Some part of my brain is snagging on that orientation line.
I believe the author means it to correlate with the line above. As in, "The Stoics believe that the source of moral authority is Natural Law, and the orientation of moral authority is that it applies universally to everyone." And, "The Epicureans believe that the source of moral authority is human agreement, and the orientation of moral authority is that its application is relative to varying human agreements."
It is not Universalist in the sense that some Christian sects are Universalist (that is, in their eschatology--"all souls end up in heaven").
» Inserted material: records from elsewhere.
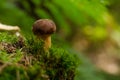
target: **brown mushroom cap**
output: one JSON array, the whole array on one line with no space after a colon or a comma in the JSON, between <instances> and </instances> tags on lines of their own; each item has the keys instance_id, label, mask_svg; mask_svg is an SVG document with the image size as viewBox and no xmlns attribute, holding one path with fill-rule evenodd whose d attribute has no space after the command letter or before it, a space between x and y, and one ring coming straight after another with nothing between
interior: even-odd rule
<instances>
[{"instance_id":1,"label":"brown mushroom cap","mask_svg":"<svg viewBox=\"0 0 120 80\"><path fill-rule=\"evenodd\" d=\"M39 19L33 24L32 31L35 35L52 34L56 31L56 25L52 20Z\"/></svg>"}]
</instances>

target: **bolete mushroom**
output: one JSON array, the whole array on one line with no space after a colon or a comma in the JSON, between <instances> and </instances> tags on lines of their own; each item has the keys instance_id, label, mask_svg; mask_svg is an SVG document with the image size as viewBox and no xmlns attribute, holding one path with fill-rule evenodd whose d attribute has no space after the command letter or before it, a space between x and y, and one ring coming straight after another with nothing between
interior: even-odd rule
<instances>
[{"instance_id":1,"label":"bolete mushroom","mask_svg":"<svg viewBox=\"0 0 120 80\"><path fill-rule=\"evenodd\" d=\"M50 19L39 19L33 24L32 31L38 39L44 41L44 48L51 47L51 34L56 31L55 23Z\"/></svg>"}]
</instances>

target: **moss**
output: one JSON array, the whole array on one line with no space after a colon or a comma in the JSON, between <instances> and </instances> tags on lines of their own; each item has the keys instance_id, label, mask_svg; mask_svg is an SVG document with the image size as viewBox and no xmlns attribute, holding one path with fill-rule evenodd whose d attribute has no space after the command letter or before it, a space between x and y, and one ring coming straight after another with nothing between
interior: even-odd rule
<instances>
[{"instance_id":1,"label":"moss","mask_svg":"<svg viewBox=\"0 0 120 80\"><path fill-rule=\"evenodd\" d=\"M74 79L78 65L74 54L55 47L46 52L43 41L34 37L0 35L0 80ZM8 51L13 48L14 51Z\"/></svg>"}]
</instances>

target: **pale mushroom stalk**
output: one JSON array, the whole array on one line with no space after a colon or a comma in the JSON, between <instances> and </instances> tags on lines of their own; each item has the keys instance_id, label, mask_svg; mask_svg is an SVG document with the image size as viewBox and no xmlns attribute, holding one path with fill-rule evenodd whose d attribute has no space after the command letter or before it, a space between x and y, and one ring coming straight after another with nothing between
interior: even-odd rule
<instances>
[{"instance_id":1,"label":"pale mushroom stalk","mask_svg":"<svg viewBox=\"0 0 120 80\"><path fill-rule=\"evenodd\" d=\"M44 41L44 49L48 50L51 47L51 34L56 31L56 25L52 20L40 19L33 24L32 31L38 39Z\"/></svg>"},{"instance_id":2,"label":"pale mushroom stalk","mask_svg":"<svg viewBox=\"0 0 120 80\"><path fill-rule=\"evenodd\" d=\"M51 36L50 35L40 35L38 39L42 39L44 41L44 48L47 50L51 47Z\"/></svg>"}]
</instances>

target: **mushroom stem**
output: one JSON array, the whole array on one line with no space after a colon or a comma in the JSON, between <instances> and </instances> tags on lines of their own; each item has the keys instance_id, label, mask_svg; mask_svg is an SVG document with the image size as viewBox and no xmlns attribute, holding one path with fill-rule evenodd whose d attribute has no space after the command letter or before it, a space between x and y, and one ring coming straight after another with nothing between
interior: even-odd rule
<instances>
[{"instance_id":1,"label":"mushroom stem","mask_svg":"<svg viewBox=\"0 0 120 80\"><path fill-rule=\"evenodd\" d=\"M51 47L51 36L50 35L41 35L38 38L44 41L45 50L48 50Z\"/></svg>"}]
</instances>

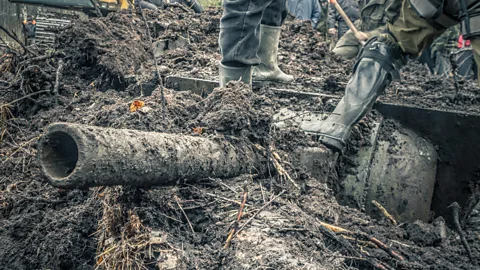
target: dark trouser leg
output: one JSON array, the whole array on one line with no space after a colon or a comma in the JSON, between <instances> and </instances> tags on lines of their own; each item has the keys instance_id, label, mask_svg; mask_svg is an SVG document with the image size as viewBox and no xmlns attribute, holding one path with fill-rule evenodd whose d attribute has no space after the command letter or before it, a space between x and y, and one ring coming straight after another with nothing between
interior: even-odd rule
<instances>
[{"instance_id":1,"label":"dark trouser leg","mask_svg":"<svg viewBox=\"0 0 480 270\"><path fill-rule=\"evenodd\" d=\"M224 0L220 19L219 45L222 64L251 66L260 64L257 29L272 0Z\"/></svg>"},{"instance_id":2,"label":"dark trouser leg","mask_svg":"<svg viewBox=\"0 0 480 270\"><path fill-rule=\"evenodd\" d=\"M389 33L372 38L360 52L354 73L334 112L325 120L305 122L301 128L317 133L320 140L336 151L343 151L352 127L372 108L378 95L406 63L405 55L417 56L445 29L433 27L415 12L410 2L398 5L399 16L388 24Z\"/></svg>"},{"instance_id":3,"label":"dark trouser leg","mask_svg":"<svg viewBox=\"0 0 480 270\"><path fill-rule=\"evenodd\" d=\"M267 1L265 1L267 2ZM268 26L282 26L288 15L286 0L273 0L263 12L261 24Z\"/></svg>"},{"instance_id":4,"label":"dark trouser leg","mask_svg":"<svg viewBox=\"0 0 480 270\"><path fill-rule=\"evenodd\" d=\"M220 86L229 81L252 81L252 65L260 64L258 29L265 9L273 0L224 0L218 43L222 61Z\"/></svg>"},{"instance_id":5,"label":"dark trouser leg","mask_svg":"<svg viewBox=\"0 0 480 270\"><path fill-rule=\"evenodd\" d=\"M353 77L345 88L345 96L325 120L304 122L301 129L317 133L320 140L334 151L343 152L352 127L371 110L378 95L406 63L398 45L386 37L370 39L360 52Z\"/></svg>"},{"instance_id":6,"label":"dark trouser leg","mask_svg":"<svg viewBox=\"0 0 480 270\"><path fill-rule=\"evenodd\" d=\"M278 45L286 16L285 0L273 0L263 13L259 28L260 47L257 51L260 64L253 70L254 82L290 83L294 80L293 76L285 74L278 67Z\"/></svg>"}]
</instances>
As for moral relativism, which will no doubt be a charge leveled against Epicurus, the false assumption here is that the victims of a given covenant of justice have necessarily given it their assent. An Epicurean may well argue that slavery was immoral even in ancient Greece, in spite of their social conventions, specifically because the slave was never a party to the 'social contract' in the first place. The first lesson for the Epicurean to draw from this is the necessity of securing protection from other men, by means of self-sufficiency and friendship. The second lesson is this; that when the argument qualifying the idea of justice-by-convention is taken to it's natural conclusion, it is in the end an argument for democracy; for general franchise; for limited government; and for free expression.
The "Natural Law", by contrast will always be a cudgel in the hands of dictators and theocrats, for whom moral certitude forms the thin veneer of respectability concealing their depredations.